Data

Folder Hierarchy

All data in the /home directory is available across the entire cluster.

/home/<user_name>
This directory is for all of your personal files.
/home/data/<project_name>
This directory is for data shared across the group/project.
/home/<user_name>/scratch or /home/data/<project_name>/scratch
This directory is not backed-up and should be used to store interim results which can be easily regenerated. Storing data here helps relieve the burden on backups.
/home/data/archive/<project_name>
Read-only and heavily compressed (via cool transparent compression mojo), this directory stores data for projects which are completed.

DataLad

When starting new projects, it is highly recommended to use DataLad to ease remote data acquisition and provenance tracking.

Backups

All data located under the /home directory are snapshot at 05:00 every day — except for any data located in the /home/<user_name>/scratch or /home/data/<project_name>/scratch folders.
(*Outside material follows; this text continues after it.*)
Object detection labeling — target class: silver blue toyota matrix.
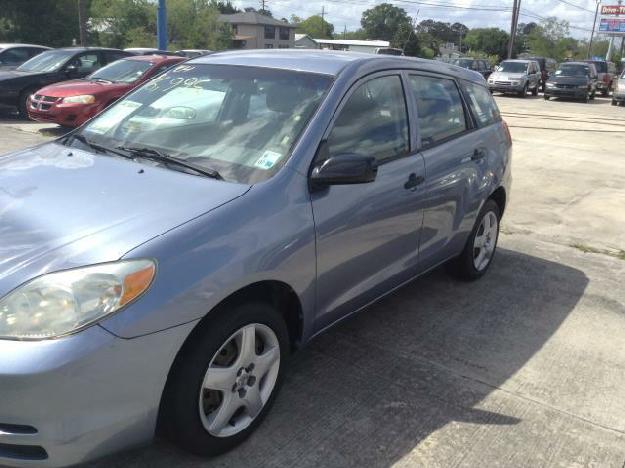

Snapshots are then transferred to a dedicated backup server.

The backup retention policy is:

  • daily backups
    • executed daily at 05:00
    • kept for 2 weeks
  • weekly backups
    • executed on Mondays at 05:10
    • kept for 6 weeks
  • monthly backups
    • executed on the 1st of every month at 05:20
    • kept for 1 year

If you need to have data recovered from a backup, contact the system administration to help recover your data.

To/From Medusa

rsync

This is the tool for efficient and reliable transfer.

rsync -rltoDvh --progress dir_here/ user@medusa.ovgu.de:~/dir_there
WinSCP or Cyberduck

If you prefer using a GUI, WinSCP (Windows) and Cyberduck (macOS and Windows) are decent SFTP clients.

To connect to Medusa: install and launch your client. Enter the information for host (sftp://medusa.ovgu.de), user, and password. Click connect. Once connected, you can drag-and-drop files to transfer.

TODO: explain SFTP/SSHFS on a per OS basis. Nautilus integration, sshfs on Linux and macOS, and SSHFS-Win on Windows.